After reading food-memoir-Julia-Child-love-letter-turned-movie Julie & Julia by Julie Powell, I have two regrets: A) I wish I had come up with an idea like this. But not this one. I’m never going to eat liver, let alone saw away at a bone to get to that succulent marrow. And you’ll be hard-pressed in this book to find a moment when Powell isn’t going all Patrick Bateman on something that would have made a fine pet;

B) I wish I’d been following her blog when she was in the middle of this project. Unfortunately, I’ve jumped onto the bandwagon at the point where her Dooce-ian count of readers make comments on her site that rival the jackholes who comment on the Minneapolis Star Tribune’s Web site.

Poor Powell. Unfortunately, when you get popular you can’t pick who likes you or how much. As unsettling as it may seem, someone is probably going all Everest expedition right now in a Long Island landfill looking for that old bustier she wore that one day.
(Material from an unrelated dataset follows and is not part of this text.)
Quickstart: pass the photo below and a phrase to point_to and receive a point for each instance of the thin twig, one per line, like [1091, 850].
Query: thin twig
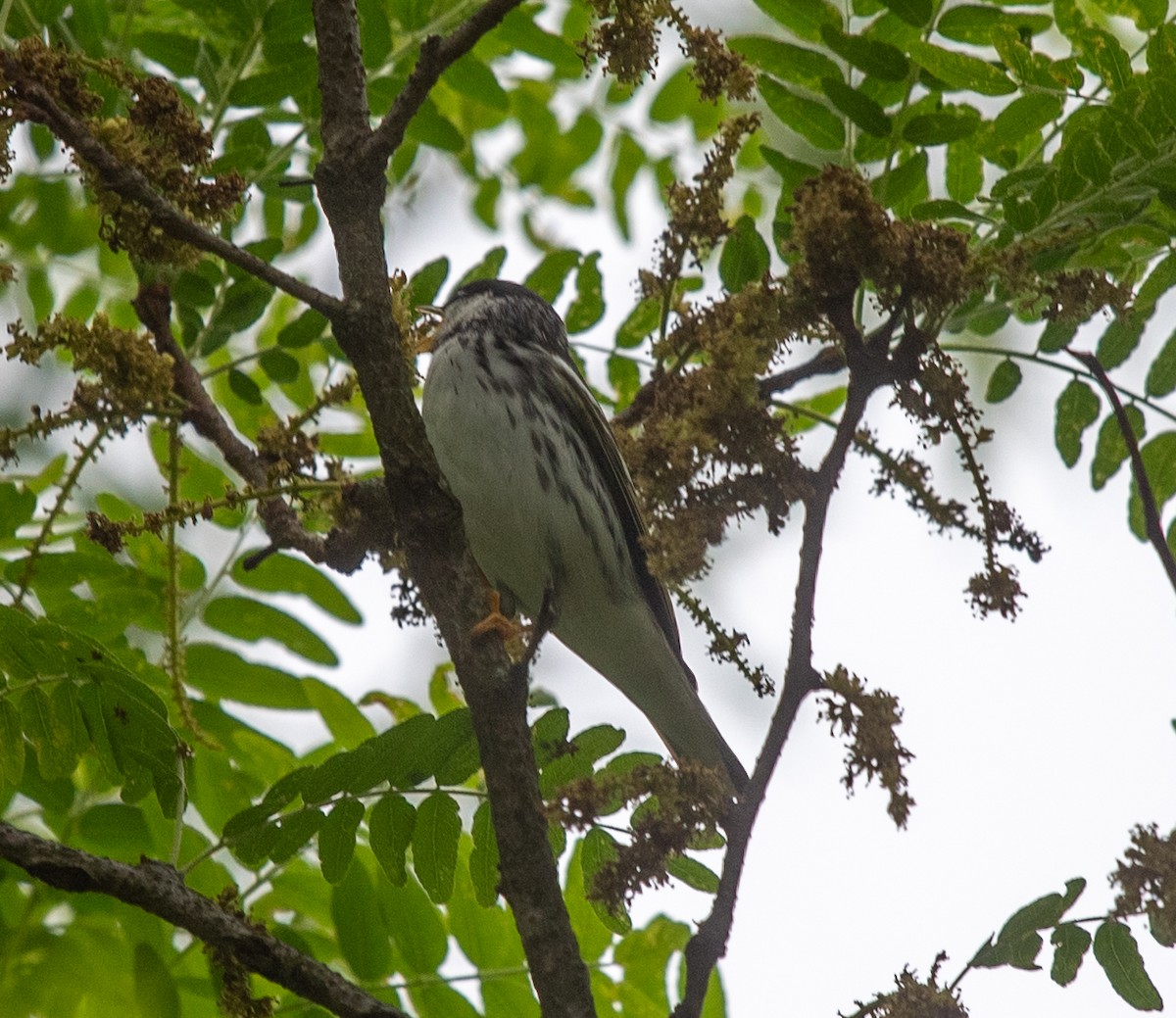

Dear World, consider this my grand “Me, too!” Pardon the pun, but I ate this book right up. That feels a little like saying, “Gosh, Oprah. You were right! Toni Morrison is a good writer!” since the phenomenon has already gone flambe and the consensus of a lot of people who are paid to know what other people will like have already determined that a lot of people will like this story and were right.

The gist for people who don’t follow things like entertainment: Julie Powell is a theater-major turned secretary working in a government office in Manhattan in search of . . . something. While in Austin visiting her family, she turns to her mother’s copy of Julia Child’s “Mastering the Art of French Cooking” and decides to make every recipe (536 of them) in a year (365 days).
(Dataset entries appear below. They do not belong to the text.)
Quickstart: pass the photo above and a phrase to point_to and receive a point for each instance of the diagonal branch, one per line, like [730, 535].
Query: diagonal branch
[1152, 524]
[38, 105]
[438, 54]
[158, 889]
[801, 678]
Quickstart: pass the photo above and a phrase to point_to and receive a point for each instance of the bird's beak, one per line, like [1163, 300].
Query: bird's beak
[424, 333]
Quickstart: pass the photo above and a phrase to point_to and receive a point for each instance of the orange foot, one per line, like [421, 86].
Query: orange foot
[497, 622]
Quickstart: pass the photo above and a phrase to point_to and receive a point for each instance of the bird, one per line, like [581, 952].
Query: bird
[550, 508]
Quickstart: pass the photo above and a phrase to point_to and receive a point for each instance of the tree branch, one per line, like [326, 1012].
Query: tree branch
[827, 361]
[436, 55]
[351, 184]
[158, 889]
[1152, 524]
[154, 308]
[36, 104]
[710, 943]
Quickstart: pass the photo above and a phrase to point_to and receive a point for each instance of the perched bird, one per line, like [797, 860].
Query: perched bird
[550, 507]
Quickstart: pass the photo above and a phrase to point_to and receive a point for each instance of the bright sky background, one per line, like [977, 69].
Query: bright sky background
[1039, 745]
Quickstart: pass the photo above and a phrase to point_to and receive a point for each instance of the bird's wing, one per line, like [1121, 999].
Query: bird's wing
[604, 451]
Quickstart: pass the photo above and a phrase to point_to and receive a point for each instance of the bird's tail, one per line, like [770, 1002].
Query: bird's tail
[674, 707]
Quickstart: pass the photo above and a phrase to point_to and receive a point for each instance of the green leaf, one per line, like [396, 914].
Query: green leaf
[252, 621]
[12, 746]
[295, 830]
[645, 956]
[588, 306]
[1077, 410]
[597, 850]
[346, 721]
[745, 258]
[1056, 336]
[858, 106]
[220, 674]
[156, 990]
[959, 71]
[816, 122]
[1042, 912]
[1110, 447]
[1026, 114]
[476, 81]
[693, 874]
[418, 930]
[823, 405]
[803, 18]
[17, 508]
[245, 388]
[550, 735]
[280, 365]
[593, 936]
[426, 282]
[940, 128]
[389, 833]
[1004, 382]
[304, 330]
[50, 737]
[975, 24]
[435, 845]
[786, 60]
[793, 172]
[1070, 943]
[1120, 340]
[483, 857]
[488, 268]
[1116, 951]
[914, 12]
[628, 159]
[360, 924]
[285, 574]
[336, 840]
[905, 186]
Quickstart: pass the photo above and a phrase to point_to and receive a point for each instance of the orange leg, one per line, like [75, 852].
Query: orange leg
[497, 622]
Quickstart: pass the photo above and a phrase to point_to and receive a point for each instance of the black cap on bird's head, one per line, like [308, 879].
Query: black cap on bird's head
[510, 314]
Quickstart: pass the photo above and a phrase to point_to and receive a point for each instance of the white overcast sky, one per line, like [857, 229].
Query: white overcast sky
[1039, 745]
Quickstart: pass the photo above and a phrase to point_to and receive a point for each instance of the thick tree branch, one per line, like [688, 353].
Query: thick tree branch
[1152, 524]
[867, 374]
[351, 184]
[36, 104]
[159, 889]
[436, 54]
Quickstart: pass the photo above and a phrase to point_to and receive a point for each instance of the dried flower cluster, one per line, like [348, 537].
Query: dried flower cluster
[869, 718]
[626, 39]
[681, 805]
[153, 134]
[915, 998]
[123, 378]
Incidentally, that’s a lot of butter.

Powell pottymouths her experiences on her blog, makes aspic, brains and liver, drinks vodka gimlets, smokes Marlboro Lights and loves “Buffy the Vampire Slayer.” Her husband does the dishes. This is basically what all 300-plus pages are like.

Sometimes friends stop by for dinner, and damn if you can’t blame them. There is always wine, and the meal hits the table at 11 p.m. Powell? Well she is so freakin’ likable. It took me awhile to warm up to her personality, but as soon as she was clawing her way into that bone for the marrow I gave in to her charms. By the time she sliced and diced the live lobster, I was making her a mental friendship bracelet.

I’d be lying if I didn’t admit that in a story where the only drama is a woman’s race against a calendar with a recipe book strapped to her back, Powell may have overdone it on the frequent scenes spent sobbing in the kitchen, threats to quit the project and prediction that this will end in divorce. And I have this weird idea that Powell was forced to include the dramas of her close friends so that her publisher could justify the girlie cover they foisted upon the soft cover edition.

All told, this is a smart, refreshing, fun, honest, loud and frank book. I loved it.